Opinión
Motivar para motivarnos
El alumnado no necesita solo incentivos, necesita seguridad, confianza y sentido, en definitiva, comprensión y esfuerzo
Hablar de motivación en educación es casi un acto reflejo. Se repite en claustros, en documentos oficiales, en informes psicopedagógicos y a los docentes se nos ha dicho una y mil veces que debemos motivar al alumno. Ojalá, se nos hubiese repetido tantas veces que debemos seguir enseñando. Pero ¿sabemos realmente de qué hablamos cuando decimos que un alumno «no está motivado»? ¿O que «hay que motivarles»? ¿Motivar con qué? ¿Con juegos, con premios, con vídeos en TikTok? ¿No será que confundimos motivación con entretenimiento o afinidad?
La motivación no es sinónimo de gusto ni de diversión. Desde el punto de vista científico, motivar implica activar, dirigir y mantener la conducta hacia una meta. Es decir: la motivación es una fuerza interna que nos impulsa a actuar, no una emoción pasajera ni una técnica didáctica más. El motivo, del latín tardío motivus, «que mueve», es aquello que nos pone en marcha. Y esa puesta en marcha depende de múltiples factores, entre ellos las expectativas de éxito y el valor que otorgamos a la tarea, pero también del compromiso con nuestras acciones.
Pongamos un ejemplo sencillo: un adolescente puede esforzarse mucho para aprobar matemáticas no porque le encanten, ni porque sean su centro de interés, sino porque desea estudiar una carrera que exige una buena nota. ¿Está motivado? Sin duda. ¿Por gusto? No necesariamente. Lo que ha construido es una meta, es decir, un estado futuro deseado que da sentido a su presente. Y esa meta se vuelve significativa porque conecta con un proyecto personal, con un propósito.
El problema es que el sistema educativo muchas veces asume que la motivación nace sola, o que puede forzarse desde fuera. Y no. La motivación se cultiva, se educa y, por tanto, no se impone. Como nos recuerdan diferentes autores, lo que pensamos sobre nuestra capacidad de lograr algo influye directamente en nuestra persistencia. Si un alumno cree que nunca podrá aprender inglés, no lo intentará, por mucho que le pongamos canciones o apps interactivas.

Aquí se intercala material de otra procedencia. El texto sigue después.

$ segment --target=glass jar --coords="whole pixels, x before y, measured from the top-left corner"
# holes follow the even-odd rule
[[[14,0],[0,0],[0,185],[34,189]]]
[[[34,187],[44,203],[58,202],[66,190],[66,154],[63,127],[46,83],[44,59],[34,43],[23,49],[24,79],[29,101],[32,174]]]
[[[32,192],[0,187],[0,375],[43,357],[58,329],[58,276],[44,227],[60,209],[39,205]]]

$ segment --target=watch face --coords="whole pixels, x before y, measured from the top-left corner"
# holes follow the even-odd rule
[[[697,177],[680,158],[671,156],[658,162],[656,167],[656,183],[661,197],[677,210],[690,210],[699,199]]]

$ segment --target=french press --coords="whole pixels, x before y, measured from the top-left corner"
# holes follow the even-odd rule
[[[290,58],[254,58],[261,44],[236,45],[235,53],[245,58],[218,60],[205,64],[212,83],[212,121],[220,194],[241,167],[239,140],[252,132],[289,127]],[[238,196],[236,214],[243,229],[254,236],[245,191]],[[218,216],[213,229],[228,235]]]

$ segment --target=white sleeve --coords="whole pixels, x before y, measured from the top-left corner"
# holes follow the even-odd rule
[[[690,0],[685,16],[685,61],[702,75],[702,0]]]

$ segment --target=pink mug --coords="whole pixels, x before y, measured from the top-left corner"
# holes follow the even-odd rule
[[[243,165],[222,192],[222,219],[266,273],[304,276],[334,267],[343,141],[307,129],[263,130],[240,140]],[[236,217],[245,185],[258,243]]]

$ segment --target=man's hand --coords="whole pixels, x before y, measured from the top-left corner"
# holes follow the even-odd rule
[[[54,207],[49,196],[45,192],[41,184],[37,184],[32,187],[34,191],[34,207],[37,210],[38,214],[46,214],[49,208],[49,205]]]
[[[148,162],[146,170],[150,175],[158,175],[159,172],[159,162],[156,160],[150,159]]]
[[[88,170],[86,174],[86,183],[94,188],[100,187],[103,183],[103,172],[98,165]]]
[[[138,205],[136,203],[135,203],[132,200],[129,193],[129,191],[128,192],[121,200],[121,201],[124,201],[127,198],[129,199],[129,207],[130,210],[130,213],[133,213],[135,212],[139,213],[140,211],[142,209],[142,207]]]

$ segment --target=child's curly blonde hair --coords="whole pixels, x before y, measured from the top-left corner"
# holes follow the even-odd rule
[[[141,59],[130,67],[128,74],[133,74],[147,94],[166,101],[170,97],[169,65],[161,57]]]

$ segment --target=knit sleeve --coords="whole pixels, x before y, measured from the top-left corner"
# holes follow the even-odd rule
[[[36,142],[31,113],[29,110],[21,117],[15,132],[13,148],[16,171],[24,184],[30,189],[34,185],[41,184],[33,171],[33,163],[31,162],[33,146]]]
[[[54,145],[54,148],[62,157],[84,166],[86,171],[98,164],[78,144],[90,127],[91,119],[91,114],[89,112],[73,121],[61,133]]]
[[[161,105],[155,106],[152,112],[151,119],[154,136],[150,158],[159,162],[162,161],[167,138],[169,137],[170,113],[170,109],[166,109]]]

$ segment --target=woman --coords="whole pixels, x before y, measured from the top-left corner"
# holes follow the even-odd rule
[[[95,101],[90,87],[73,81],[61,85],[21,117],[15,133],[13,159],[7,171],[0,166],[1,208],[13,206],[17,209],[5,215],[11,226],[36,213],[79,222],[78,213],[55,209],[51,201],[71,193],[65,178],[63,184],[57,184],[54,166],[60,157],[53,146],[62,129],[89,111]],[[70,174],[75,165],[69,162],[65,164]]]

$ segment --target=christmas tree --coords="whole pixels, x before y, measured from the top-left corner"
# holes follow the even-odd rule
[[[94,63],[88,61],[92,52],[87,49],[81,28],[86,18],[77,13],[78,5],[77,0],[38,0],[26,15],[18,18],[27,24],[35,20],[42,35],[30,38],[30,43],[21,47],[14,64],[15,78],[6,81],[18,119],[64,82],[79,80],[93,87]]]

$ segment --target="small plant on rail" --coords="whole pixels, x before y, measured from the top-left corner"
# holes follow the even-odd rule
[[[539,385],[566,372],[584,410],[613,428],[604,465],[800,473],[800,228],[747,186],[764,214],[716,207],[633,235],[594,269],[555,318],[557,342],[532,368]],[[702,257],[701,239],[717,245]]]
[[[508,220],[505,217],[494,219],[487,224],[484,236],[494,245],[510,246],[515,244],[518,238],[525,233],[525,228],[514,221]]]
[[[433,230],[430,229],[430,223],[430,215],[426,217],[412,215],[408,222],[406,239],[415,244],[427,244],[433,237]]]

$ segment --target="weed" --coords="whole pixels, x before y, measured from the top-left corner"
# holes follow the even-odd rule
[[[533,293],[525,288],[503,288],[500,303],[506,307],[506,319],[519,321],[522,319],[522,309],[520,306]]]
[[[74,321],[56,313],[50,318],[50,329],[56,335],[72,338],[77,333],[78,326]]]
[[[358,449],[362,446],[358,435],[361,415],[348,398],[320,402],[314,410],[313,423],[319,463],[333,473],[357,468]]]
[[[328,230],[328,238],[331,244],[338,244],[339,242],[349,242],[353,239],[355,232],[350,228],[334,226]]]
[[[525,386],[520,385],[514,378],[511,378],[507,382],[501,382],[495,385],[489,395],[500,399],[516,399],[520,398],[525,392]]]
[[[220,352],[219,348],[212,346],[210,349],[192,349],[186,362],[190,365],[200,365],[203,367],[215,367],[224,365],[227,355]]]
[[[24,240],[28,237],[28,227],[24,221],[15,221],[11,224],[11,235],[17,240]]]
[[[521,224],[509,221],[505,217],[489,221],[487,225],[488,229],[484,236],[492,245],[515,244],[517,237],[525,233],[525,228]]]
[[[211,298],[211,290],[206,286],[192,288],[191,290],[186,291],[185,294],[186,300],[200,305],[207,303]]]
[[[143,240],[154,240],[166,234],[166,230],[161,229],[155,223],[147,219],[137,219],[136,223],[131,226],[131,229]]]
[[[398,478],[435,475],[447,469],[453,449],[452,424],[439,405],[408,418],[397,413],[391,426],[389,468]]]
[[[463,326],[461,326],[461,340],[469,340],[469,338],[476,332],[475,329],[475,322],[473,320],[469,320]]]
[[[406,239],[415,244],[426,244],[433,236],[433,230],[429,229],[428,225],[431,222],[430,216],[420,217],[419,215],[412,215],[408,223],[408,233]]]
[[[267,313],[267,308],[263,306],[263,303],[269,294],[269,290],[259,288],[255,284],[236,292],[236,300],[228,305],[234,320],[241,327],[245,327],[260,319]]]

No es que le falte «interés», es que le sobra desconfianza. Podemos tratar de despertar el gusto por algo en nuestros jóvenes, podemos tratar de exponerlos a diversas experiencias con el fin de ayudarles a encontrar su camino, pero lo que no podemos hacer es estar eternamente motivando su motivación para conseguir una conducta o respuesta adecuada. La motivación se educa y se dirige hacia la autonomía y la autorregulación. Llegado el momento, todos debemos tomar nuestras propias decisiones.
Otro aspecto olvidado es el componente emocional. Emoción y motivación son procesos inseparables: toda meta tiene una carga afectiva, porque perseguir algo implica invertir energía emocional. Por eso, cuando hay ansiedad, miedo o apatía, la motivación se erosiona. El alumnado no necesita solo incentivos, necesita seguridad, confianza y sentido, en definitiva, comprensión y refuerzo. De ahí la importancia de climas escolares positivos y relaciones significativas entre docentes y estudiantes. No hay aprendizaje profundo sin vínculo emocional.

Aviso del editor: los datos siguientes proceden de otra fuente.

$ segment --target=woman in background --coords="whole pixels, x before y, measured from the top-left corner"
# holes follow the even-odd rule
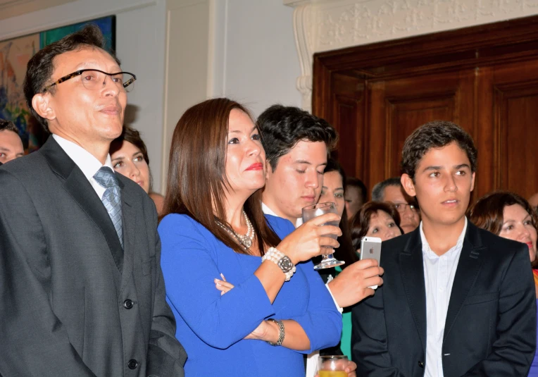
[[[333,202],[336,203],[338,214],[342,218],[340,229],[342,235],[338,237],[339,247],[335,250],[334,258],[344,261],[345,264],[334,267],[334,277],[344,268],[358,261],[358,255],[353,247],[348,222],[347,209],[344,195],[346,192],[346,173],[340,164],[334,159],[329,159],[323,172],[323,186],[321,189],[319,203]],[[323,272],[324,270],[318,270]],[[340,350],[351,359],[351,308],[344,308],[342,313],[342,330],[340,338]],[[326,354],[326,352],[320,352]]]
[[[536,242],[538,218],[529,202],[513,192],[492,192],[479,199],[468,211],[469,221],[479,228],[503,238],[526,244],[529,259],[536,267]],[[532,270],[538,304],[538,270]],[[537,337],[538,341],[538,337]],[[538,354],[530,366],[529,376],[538,376]]]
[[[342,317],[307,261],[338,246],[325,235],[339,229],[320,225],[340,218],[295,230],[264,216],[265,182],[260,133],[242,106],[214,99],[183,114],[158,233],[186,376],[304,376],[302,354],[338,342]],[[233,286],[224,295],[221,274]]]
[[[365,203],[351,220],[351,229],[353,246],[359,252],[365,236],[387,241],[404,234],[398,211],[394,204],[384,202]]]
[[[164,198],[160,194],[150,192],[149,156],[140,132],[125,126],[121,135],[111,144],[110,154],[114,170],[138,183],[153,199],[160,215]]]

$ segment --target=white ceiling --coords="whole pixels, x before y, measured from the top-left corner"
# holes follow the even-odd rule
[[[0,0],[0,20],[73,1],[75,0]]]

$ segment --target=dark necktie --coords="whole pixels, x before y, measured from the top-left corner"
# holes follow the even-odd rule
[[[120,239],[121,248],[123,249],[123,229],[121,220],[121,196],[120,186],[118,185],[118,178],[114,175],[112,169],[106,166],[102,166],[94,175],[95,181],[103,186],[105,192],[101,202],[105,206],[108,216],[112,220],[112,223]]]

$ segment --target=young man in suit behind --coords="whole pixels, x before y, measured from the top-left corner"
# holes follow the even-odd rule
[[[527,247],[468,222],[473,140],[431,122],[402,154],[402,185],[422,222],[383,243],[384,283],[353,310],[357,375],[526,376],[536,347]]]
[[[135,78],[104,46],[87,26],[28,63],[52,136],[0,168],[1,376],[184,376],[155,205],[108,154]]]

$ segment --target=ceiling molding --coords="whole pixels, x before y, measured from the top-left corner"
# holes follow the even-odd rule
[[[75,0],[0,0],[0,20],[10,18]]]
[[[282,0],[295,8],[301,75],[310,111],[313,54],[538,14],[538,0]]]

La buena motivación, la que realmente transforma, es autodeterminada tal y como nos indicaban Deci & Ryan. Es la que nace de la sensación de competencia, de autonomía y de pertenencia. No responde a premios ni amenazas, sino al deseo de superarse, de mejorar, de conectar con algo más grande. Debemos tener claro que no toda motivación es positiva, que también existe esa connotación negativa que nos empuja hacia la evitación y que entender la vida en clave de premio o castigo nos aleja del sano ejercicio de revisión introspectiva, de nuestro ser, de quienes somos y no de qué somos. Por eso no podemos hablar de motivar sin hablar de metas deseadas, pero reales, de autoestima, de gestión emocional, de cultura del esfuerzo y del papel del adulto como guía, no como animador.

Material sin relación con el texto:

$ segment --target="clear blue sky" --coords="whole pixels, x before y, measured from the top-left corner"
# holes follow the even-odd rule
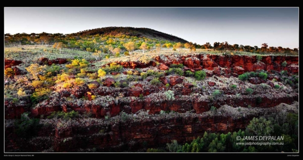
[[[298,8],[5,8],[4,32],[146,27],[203,45],[299,47]]]

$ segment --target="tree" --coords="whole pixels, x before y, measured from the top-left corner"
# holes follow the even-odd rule
[[[101,82],[102,82],[103,77],[104,77],[106,75],[106,72],[102,69],[99,69],[98,70],[98,76],[101,78]]]
[[[262,52],[266,52],[267,51],[267,48],[268,47],[268,45],[267,43],[264,43],[261,45],[262,47],[261,47],[261,51]]]
[[[160,52],[160,50],[161,50],[161,44],[156,44],[156,49],[157,50],[157,51],[158,52]]]
[[[219,48],[220,46],[220,43],[219,42],[215,42],[214,43],[214,51],[216,51],[216,50],[218,50],[218,48]]]
[[[142,43],[140,46],[140,49],[143,51],[143,54],[144,54],[144,51],[146,50],[147,48],[147,45],[145,42]]]
[[[184,47],[184,45],[181,42],[178,42],[176,44],[175,48],[177,49],[180,49]]]
[[[33,75],[34,78],[37,79],[38,79],[38,74],[41,73],[41,72],[44,71],[45,68],[45,65],[40,66],[37,63],[32,63],[29,66],[25,68],[25,69]]]
[[[209,42],[208,42],[206,44],[203,45],[203,46],[204,46],[204,47],[207,50],[208,50],[209,49],[210,49],[211,47],[212,47],[211,44],[210,44]]]
[[[135,43],[133,42],[129,42],[126,44],[124,44],[123,46],[125,47],[125,48],[130,53],[131,53],[131,52],[133,51],[135,49]]]
[[[173,47],[173,44],[171,43],[165,44],[165,46],[166,46],[166,48],[169,49],[170,48]]]

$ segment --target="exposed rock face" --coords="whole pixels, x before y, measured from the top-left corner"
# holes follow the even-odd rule
[[[10,60],[10,59],[5,59],[4,68],[6,69],[7,68],[11,68],[12,66],[14,66],[15,65],[18,65],[21,63],[22,63],[22,61],[18,61],[18,60]]]
[[[170,85],[175,86],[177,84],[181,84],[183,82],[184,78],[179,76],[172,76],[170,77]]]
[[[50,60],[47,58],[41,57],[39,59],[39,62],[38,63],[40,65],[51,65],[53,64],[65,64],[67,63],[67,60],[65,58],[57,58],[55,59]]]
[[[111,86],[114,86],[115,84],[115,80],[114,78],[108,77],[105,79],[105,80],[103,82],[103,85],[107,87],[110,87]]]
[[[169,69],[169,68],[163,63],[161,63],[159,65],[159,69],[160,70],[168,70],[168,69]]]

Si queremos motivar, empecemos por motivarnos. Volvamos a preguntarnos qué sentido tiene enseñar, qué tipo de personas queremos formar y qué valores sostienen nuestra práctica. Porque solo quien tiene una meta clara puede inspirar metas en otros. Y porque la motivación auténtica, la que perdura, la que marca el camino, no es cuestión de espectáculo, de luces y artificios. La motivación es una cuestión de educación y, por tanto, educable y educada.